Vector SQL Retriever with MyScale
MyScale is an integrated vector database. You can access your database in SQL and also from here, LangChain. MyScale can make a use of various data types and functions for filters. It will boost up your LLM app no matter if you are scaling up your data or expand your system to broader application.

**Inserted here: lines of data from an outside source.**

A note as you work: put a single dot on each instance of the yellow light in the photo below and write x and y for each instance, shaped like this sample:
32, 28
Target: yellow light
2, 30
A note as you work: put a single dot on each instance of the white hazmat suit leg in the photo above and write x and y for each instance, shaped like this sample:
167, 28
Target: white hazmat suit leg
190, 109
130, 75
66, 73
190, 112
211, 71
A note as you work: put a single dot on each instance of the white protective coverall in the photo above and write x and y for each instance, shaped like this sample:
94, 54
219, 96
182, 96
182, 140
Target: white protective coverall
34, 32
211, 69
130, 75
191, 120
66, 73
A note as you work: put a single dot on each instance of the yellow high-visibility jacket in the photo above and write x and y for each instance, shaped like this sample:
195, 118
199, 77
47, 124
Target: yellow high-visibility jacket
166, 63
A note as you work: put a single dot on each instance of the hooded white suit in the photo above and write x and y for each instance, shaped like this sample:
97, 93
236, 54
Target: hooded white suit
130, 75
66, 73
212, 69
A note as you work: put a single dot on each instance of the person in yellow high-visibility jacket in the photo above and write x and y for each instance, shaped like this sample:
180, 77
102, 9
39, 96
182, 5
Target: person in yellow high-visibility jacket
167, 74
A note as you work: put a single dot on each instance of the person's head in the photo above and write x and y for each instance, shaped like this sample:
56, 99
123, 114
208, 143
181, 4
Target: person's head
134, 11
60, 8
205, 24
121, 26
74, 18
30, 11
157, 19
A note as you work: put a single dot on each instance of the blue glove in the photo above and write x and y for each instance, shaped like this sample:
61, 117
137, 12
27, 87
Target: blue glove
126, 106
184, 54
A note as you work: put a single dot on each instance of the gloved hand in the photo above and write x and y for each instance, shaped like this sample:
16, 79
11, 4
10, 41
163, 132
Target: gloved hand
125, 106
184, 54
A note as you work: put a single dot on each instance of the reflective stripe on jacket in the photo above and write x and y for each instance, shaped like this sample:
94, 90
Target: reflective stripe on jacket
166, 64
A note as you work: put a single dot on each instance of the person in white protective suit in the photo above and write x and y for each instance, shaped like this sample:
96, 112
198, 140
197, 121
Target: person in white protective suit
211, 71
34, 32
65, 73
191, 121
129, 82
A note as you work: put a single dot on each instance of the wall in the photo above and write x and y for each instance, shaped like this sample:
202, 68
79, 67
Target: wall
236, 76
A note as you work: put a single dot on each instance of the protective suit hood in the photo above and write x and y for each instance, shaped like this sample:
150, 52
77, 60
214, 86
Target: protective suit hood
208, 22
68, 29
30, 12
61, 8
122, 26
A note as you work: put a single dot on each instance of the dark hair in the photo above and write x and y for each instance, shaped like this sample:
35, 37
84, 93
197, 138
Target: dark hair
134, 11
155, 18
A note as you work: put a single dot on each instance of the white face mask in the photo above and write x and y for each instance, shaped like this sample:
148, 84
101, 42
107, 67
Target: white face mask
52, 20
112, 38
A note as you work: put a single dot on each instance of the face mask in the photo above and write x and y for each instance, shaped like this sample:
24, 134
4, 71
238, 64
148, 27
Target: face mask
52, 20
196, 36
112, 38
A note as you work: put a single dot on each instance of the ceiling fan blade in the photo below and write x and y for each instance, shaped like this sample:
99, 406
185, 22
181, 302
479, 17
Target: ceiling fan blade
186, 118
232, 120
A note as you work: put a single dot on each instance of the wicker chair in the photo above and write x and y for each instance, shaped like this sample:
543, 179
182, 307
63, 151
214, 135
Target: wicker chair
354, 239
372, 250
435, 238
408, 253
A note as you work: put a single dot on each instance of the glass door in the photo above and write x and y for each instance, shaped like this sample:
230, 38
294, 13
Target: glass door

pip3 install clickhouse-sqlalchemy InstructorEmbedding sentence_transformers openai langchain-experimental
from os import environ
import getpass
from typing import Dict, Any
from langchain.llms import OpenAI
from langchain.utilities import SQLDatabase
from langchain.chains import LLMChain
from langchain_experimental.sql.vector_sql import VectorSQLDatabaseChain
from sqlalchemy import create_engine, Column, MetaData
from langchain.prompts import PromptTemplate
from sqlalchemy import create_engine
MYSCALE_HOST = "msc-1decbcc9.us-east-1.aws.staging.myscale.cloud"
MYSCALE_PORT = 443
MYSCALE_USER = "chatdata"
MYSCALE_PASSWORD = "myscale_rocks"
OPENAI_API_KEY = getpass.getpass("OpenAI API Key:")
engine = create_engine(
f"clickhouse://{MYSCALE_USER}:{MYSCALE_PASSWORD}@{MYSCALE_HOST}:{MYSCALE_PORT}/default?protocol=https"
)
metadata = MetaData(bind=engine)
environ["OPENAI_API_KEY"] = OPENAI_API_KEY
API Reference:
from langchain.embeddings import HuggingFaceInstructEmbeddings
from langchain_experimental.sql.vector_sql import VectorSQLOutputParser
output_parser = VectorSQLOutputParser.from_embeddings(
model=HuggingFaceInstructEmbeddings(
model_name="hkunlp/instructor-xl", model_kwargs={"device": "cpu"}
)
)
API Reference:
from langchain.llms import OpenAI
from langchain.callbacks import StdOutCallbackHandler
from langchain.utilities.sql_database import SQLDatabase
from langchain_experimental.sql.prompt import MYSCALE_PROMPT
from langchain_experimental.sql.vector_sql import VectorSQLDatabaseChain
chain = VectorSQLDatabaseChain(
llm_chain=LLMChain(
llm=OpenAI(openai_api_key=OPENAI_API_KEY, temperature=0),
prompt=MYSCALE_PROMPT,
),
top_k=10,
return_direct=True,
sql_cmd_parser=output_parser,
database=SQLDatabase(engine, None, metadata),
)
import pandas as pd
pd.DataFrame(
chain.run(
"Please give me 10 papers to ask what is PageRank?",
callbacks=[StdOutCallbackHandler()],
)
)
API Reference:
SQL Database as Retriever
from langchain.chat_models import ChatOpenAI
from langchain.chains.qa_with_sources.retrieval import RetrievalQAWithSourcesChain
from langchain_experimental.sql.vector_sql import VectorSQLDatabaseChain
from langchain_experimental.retrievers.vector_sql_database \
import VectorSQLDatabaseChainRetriever
from langchain_experimental.sql.prompt import MYSCALE_PROMPT
from langchain_experimental.sql.vector_sql import VectorSQLRetrieveAllOutputParser
output_parser_retrieve_all = VectorSQLRetrieveAllOutputParser.from_embeddings(
output_parser.model
)
chain = VectorSQLDatabaseChain.from_llm(
llm=OpenAI(openai_api_key=OPENAI_API_KEY, temperature=0),
prompt=MYSCALE_PROMPT,
top_k=10,
return_direct=True,
db=SQLDatabase(engine, None, metadata),
sql_cmd_parser=output_parser_retrieve_all,
native_format=True,
)
# You need all those keys to get docs
retriever = VectorSQLDatabaseChainRetriever(sql_db_chain=chain, page_content_key="abstract")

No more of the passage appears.